- Choreographer: Christopher Wheeldon
- Music: Ezio Bosso Antonio Vivaldi
- Premiere: 2008 War Memorial Opera House
- Original ballet company: San Francisco Ballet
- Design: Jasper Conran
- Genre: Contemporary ballet

= Within the Golden Hour =

Ballet by Christopher Wheeldon

Within the Golden Hour is a one-act contemporary ballet choreographed by Christopher Wheeldon, composed by Ezio Bosso and featured music by Antonio Vivaldi. The ballet premiered in 2008 at the War Memorial Opera House, danced by the San Francisco Ballet.

==Production==

Within the Golden Hour was created as part of San Francisco Ballet's New Work Festival, which commissioned 10 choreographers to create works for the company. It is performed by 14 dancers, including three main couples, originated by Sarah Van Patten, Pierre-François Vilanoba, Maria Kochetkova, Joan Boada, Katita Waldo and Damian Smith.

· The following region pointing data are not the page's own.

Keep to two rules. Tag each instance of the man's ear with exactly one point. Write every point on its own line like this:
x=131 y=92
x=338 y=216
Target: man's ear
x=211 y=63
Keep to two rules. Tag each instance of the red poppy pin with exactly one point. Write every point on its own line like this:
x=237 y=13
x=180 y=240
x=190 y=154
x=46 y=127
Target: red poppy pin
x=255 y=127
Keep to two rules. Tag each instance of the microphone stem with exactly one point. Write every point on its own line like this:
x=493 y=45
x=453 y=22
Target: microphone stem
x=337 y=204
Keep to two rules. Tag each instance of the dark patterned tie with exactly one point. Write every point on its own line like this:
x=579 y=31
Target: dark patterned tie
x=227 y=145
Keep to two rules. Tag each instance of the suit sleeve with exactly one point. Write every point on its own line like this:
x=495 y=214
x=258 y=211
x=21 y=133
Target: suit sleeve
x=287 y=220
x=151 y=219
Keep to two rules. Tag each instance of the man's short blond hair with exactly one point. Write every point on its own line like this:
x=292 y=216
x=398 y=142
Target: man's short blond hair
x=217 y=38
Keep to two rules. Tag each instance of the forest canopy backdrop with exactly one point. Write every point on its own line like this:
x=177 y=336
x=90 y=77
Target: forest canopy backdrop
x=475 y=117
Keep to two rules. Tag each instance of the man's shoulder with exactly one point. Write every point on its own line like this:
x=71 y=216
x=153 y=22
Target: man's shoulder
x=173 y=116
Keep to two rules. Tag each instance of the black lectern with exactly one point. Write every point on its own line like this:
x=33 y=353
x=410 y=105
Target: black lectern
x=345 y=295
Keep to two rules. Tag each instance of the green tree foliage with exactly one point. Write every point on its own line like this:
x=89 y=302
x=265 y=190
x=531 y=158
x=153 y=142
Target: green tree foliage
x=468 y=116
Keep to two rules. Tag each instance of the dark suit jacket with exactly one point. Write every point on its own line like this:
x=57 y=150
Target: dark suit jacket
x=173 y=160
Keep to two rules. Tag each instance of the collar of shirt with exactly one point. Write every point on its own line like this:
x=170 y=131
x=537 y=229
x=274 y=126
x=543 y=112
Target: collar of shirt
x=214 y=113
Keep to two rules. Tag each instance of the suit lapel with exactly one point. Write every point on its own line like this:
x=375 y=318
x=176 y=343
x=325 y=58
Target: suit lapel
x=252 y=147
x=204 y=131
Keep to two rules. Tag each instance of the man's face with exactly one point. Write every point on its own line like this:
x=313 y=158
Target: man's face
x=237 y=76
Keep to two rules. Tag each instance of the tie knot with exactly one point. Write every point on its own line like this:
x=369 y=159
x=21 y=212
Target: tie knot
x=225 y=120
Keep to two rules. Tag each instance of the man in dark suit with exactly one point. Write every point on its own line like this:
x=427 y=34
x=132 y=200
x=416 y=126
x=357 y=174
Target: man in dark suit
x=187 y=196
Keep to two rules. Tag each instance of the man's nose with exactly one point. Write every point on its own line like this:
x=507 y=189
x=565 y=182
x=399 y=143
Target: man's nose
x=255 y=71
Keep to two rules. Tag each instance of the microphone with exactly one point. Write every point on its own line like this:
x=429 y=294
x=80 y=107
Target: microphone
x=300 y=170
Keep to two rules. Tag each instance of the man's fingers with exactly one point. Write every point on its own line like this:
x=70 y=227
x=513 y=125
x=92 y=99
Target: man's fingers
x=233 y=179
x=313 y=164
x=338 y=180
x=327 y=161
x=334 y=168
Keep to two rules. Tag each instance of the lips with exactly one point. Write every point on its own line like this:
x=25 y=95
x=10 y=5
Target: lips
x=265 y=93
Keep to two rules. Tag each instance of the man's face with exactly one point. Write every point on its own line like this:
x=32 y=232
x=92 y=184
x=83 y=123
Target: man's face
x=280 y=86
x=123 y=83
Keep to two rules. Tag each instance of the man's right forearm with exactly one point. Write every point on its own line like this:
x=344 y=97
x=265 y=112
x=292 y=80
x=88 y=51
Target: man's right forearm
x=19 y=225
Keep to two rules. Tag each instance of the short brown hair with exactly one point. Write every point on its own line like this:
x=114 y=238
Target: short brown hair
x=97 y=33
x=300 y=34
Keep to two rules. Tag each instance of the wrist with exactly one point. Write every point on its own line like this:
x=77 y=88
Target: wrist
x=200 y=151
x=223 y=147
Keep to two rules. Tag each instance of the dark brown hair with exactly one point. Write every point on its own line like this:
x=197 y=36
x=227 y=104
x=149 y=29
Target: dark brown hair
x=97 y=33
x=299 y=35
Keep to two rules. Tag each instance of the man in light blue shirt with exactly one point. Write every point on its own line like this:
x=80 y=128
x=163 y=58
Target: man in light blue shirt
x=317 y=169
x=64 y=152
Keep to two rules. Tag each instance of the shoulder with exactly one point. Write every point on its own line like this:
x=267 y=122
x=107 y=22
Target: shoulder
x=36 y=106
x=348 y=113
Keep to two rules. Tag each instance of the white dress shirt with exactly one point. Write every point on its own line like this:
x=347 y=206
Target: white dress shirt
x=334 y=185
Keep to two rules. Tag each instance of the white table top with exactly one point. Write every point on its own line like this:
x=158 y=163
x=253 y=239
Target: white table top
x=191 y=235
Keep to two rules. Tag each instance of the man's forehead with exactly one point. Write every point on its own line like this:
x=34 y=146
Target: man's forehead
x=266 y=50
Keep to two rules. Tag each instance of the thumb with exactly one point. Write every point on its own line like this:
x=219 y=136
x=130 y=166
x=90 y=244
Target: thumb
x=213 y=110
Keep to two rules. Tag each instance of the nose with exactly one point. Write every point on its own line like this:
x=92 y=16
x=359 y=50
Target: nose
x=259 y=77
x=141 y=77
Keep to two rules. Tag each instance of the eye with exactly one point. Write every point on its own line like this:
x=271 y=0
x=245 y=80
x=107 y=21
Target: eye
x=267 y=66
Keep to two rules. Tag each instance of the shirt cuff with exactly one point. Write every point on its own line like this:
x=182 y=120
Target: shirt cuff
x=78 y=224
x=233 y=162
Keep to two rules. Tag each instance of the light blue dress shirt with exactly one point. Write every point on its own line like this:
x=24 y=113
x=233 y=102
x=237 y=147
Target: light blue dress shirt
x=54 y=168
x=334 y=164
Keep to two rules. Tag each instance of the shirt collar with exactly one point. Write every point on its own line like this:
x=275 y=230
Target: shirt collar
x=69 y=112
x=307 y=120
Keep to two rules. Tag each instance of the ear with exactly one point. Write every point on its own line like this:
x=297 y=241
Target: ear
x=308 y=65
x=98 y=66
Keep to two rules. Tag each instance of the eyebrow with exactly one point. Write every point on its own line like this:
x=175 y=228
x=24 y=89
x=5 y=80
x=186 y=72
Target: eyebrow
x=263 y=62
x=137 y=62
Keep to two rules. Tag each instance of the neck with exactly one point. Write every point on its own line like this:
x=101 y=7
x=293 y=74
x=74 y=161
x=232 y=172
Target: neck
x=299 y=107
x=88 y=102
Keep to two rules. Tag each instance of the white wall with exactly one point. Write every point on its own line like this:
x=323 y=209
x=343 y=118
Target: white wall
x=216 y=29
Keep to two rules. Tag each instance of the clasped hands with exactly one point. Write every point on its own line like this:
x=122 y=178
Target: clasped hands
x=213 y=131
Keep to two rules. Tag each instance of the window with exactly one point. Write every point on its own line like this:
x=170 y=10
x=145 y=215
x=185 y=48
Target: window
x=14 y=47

In 2016, The Royal Ballet in London performed Within the Golden Hour for the first time, featuring Beatriz Stix-Brunell, Vadim Muntagirov, Lauren Cuthbertson, Matthew Golding, Sarah Lamb and Steven McRae. A 2019 revival, also danced by The Royal Ballet, was filmed and released on a DVD, with Stix-Brunell, Muntagirov, Lamb, Francesca Hayward, Valentino Zucchetti and Alexander Campbell.

In June 2020, in the first series of performance since the Royal Opera House's closure due to the 2019-20 coronavirus pandemic, which was broadcast online, dancers Mayara Magri and Matthew Ball performed a pas de deux from Within the Golden Hour, after learning it in five days. The performance was dedicated to Bosso, who died in May that year. In October that year, in Royal Ballet's first full company performance since the pandemic, the finale of Within the Golden Hour was performed.